Junior, who idolized his celebrity father from the time he was a child, was raised to follow in the dominating patriarch’s footsteps. But in the documentary, Junior admitted he didn’t want to suffer from a similar fate and instead, yearned to be a hands-on parent to his own children.
“Why did he want to leave? I think it becomes obvious,” said Stratton. “The life his father chose was not for him. He didn’t really like it. Didn’t want it. Didn’t want to be a part of it. He was drawn into it because of who his dad was. He wanted to go into the military and be a different kind of person.

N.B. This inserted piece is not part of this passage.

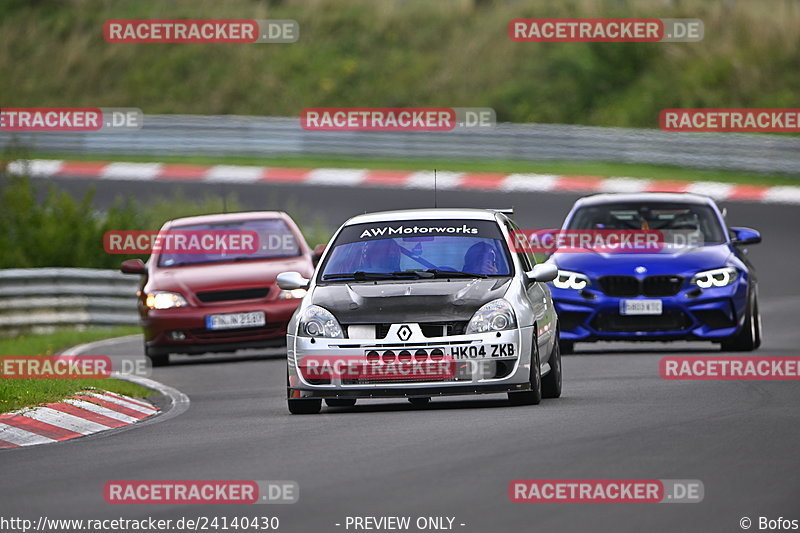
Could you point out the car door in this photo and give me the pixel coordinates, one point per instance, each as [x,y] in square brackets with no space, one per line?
[540,300]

"But he got captured by the life. Spending time with his father, hanging out at a the social club every day, meeting all these guys, and his father was a huge celebrity. He said his father was an easy person to idolize. That drew him into it. But when his father went to prison, I don’t think there was anything left that [Junior] wanted.”
Gotti was ultimately convicted in 1992 for murder and racketeering. But Stratton said Junior had an epiphany when he attended a family gathering.
“He remembers going to an event and seeing all the women,” said Stratton. “All the men were either dead or in prison… He looked around and felt that if he led the life Gotti had, there was going to be a lot of pain. He didn’t want that. He wanted to be a dad to his kids. He wanted to be a very involved father. He wanted to be an uncle to his nephews and nieces.”
Stratton noted Junior could have easily waited for his terminally ill father to pass away and officially leave the mafia world behind. However, Junior didn’t want to disappoint his father to the very end.
“I think that really proves the kind of man Junior is,” said Stratton. “All he had to do was wait until his father died. He could have said, ‘I’m not going to fight against everything he stands for.’… He was very nervous and tense about asking permission from his father… And to say to his father, who was dying of throat cancer in prison, ‘Dad this is your life, but this is not my life. I want out.’ That struck me as being very brave.”
Some of the FBI agents interviewed for the documentary still believe Junior never left the mob. Some even claimed that both father and son must have acted out the dramatic scene for the courtroom. But Stratton insisted Junior was telling the truth.
“Some believe the only way you quit is to become an informant,” said Stratton. “But Junior doesn’t think so. He chose to leave that life… And based on what we know, he left. We can’t find any involvement in any criminal activity… He chose his blood family over the mafia family."
"Gotti: Father and Son" premieres Saturday, June 9 at 10 p.m. on A&E.